Posté le 29 Mars 2012 dans Les Communiqués , National , Mobilité/Transport


Les professionnels de la route (chauffeurs de taxi, de bus et de poids lourd) verront leur taux d'alcool autorisé au volant abaissé à 0,2 gramme par litre de sang, annonce le secrétaire d'Etat à la mobilité Melchior Wathelet à l'occasion de la présentation de sa nouvelle stratégie concernant la sécurité routière. "Les professionnels doivent montrer l'exemple", a déclaré le secrétaire d'Etat.


Cette limite autorisée serait dès lors inférieure à celle d'application pour les autres usagers de la route, qui est fixée à 0,5 gramme d'alcool par litre de sang. Le secrétaire d'Etat à la Mobilité aurait voulu encore abaisser cette tolérance pour les professionnels "mais ce n'était pas possible techniquement avec le matériel actuel", explique-t-il.

"Cette décision a été prise en concertation avec le secteur, qui demandait plus de clarté",  précise Melchior Wathelet. "Les professionnels de la route ont une plus grande responsabilité et doivent servir d'exemple."

La limite autorisée de 0,5 gramme d'alcool par litre de sang est maintenue pour les autres conducteurs mais le coût minimum des amendes passera de 150 à 170 euros pour les contrevenants. "Les 20 euros supplémentaires serviront à augmenter la quantité et la qualité des contrôles". 

Par ailleurs, Les conducteurs récidivistes seront plus lourdement sanctionnés, indique également Melchior Wathelet.

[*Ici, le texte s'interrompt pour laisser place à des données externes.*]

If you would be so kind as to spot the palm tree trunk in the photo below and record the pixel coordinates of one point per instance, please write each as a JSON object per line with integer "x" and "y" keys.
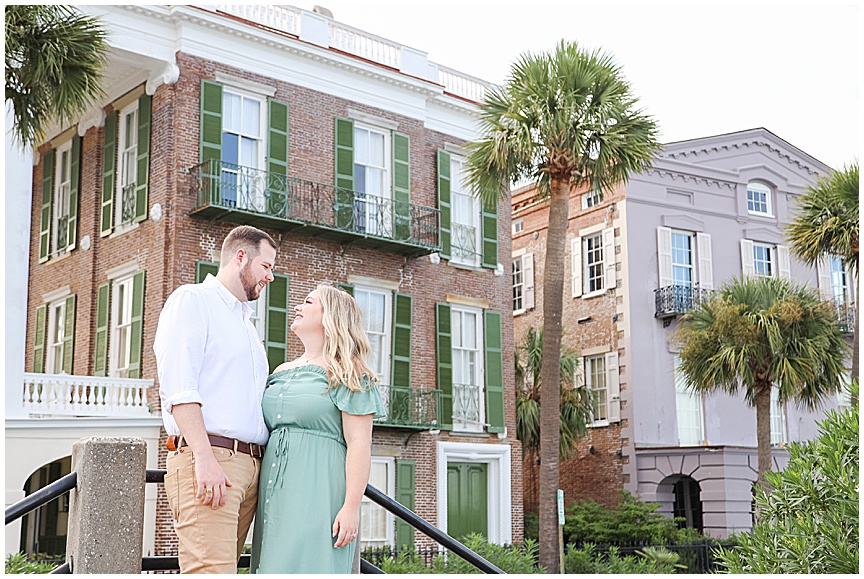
{"x": 553, "y": 302}
{"x": 763, "y": 433}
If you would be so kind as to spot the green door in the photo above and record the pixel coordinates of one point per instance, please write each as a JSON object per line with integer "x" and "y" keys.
{"x": 467, "y": 510}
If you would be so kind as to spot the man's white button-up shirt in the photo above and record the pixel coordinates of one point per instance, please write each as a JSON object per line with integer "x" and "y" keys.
{"x": 208, "y": 352}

Jusqu'à présent, quatre types d'infractions entrent en considération pour la récidive. Il s'agit de laconduite sous influence (d'alcool ou de drogue), du délit de fuite, de la conduite sans permis et de la possession d'un détecteur de radar. A l'avenir, les excès de vitesse importants et les infractions de la quatrième catégorie, comme dépasser dans une pente ou un virage, seront ajoutés.

Les conducteurs qui dépassent la limite de vitesse autorisée de plus de 40 km/h sur autoroute ou de plus de 30 km/h sur les autres types de voies verront leur infraction prise en compte dans les cas de récidive.

Si un conducteur commet deux fois une de ces infractions dans un délai de trois ans, son permis lui sera automatiquement retiré pour trois mois. S'il entre en infraction trois fois dans ce délai, son permis lui sera retiré pour six mois. Ce retrait atteindra enfin neuf mois pour une quatrième infraction dans les trois ans suivant la première condamnation.

De plus, pour récupérer son permis de conduire, le conducteur récidiviste devra passer des tests médicaux, psychologiques, théoriques et pratiques.

"Les criminels de la route doivent être plus fortement et rapidement sanctionnés", conclut Melchior Wathelet.